Como Prometeu, precisamos de uma palavra para expressar tudo o que dizemos de maneira completa. Não é suficiente atestarmos que as opções que nos foram dadas são insuficientes, e por graça divina, ou melhor linguística, possuímos, no português, o recurso perfeito.

A palavra correta é ‘Hino’, pois é isto que é este livro.

Um feito heroico e representativo de toda a revolta de um povo, mas não de qualquer povo, o único povo eterno que existiu e que sempre, como atesta o livro, vencerá.

Um povo chamado eu.

Espero um dia escutar esse hino, escutá-lo com as palavras corretas, escolhidas com a dedicação profunda, crucial para trazer uma obra complexa à vida da língua portuguesa.

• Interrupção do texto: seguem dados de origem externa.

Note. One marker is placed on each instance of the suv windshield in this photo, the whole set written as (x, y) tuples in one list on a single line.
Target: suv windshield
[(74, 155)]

Espero um dia vê-la sendo lecionada em escolas, ouvir suas palavras pelas ruas, como se fossem tão banais como outras carregadas por hinos tão piores dedicados a vilezas. Que sendo tão cotidianas essas palavras, tornem-se parte não só da maneira de cantar, falar e jogar palavras fora, mas se tornem também parte da maneira de pensar.

E, talvez, tendo as palavras, tendo os símbolos, consigamos expressar aqueles poucos, dignos, momentos de lucidez, compartilhados a todos. Lucidez análoga à luz que um titã antigo foi punido por entregar a nós humanos.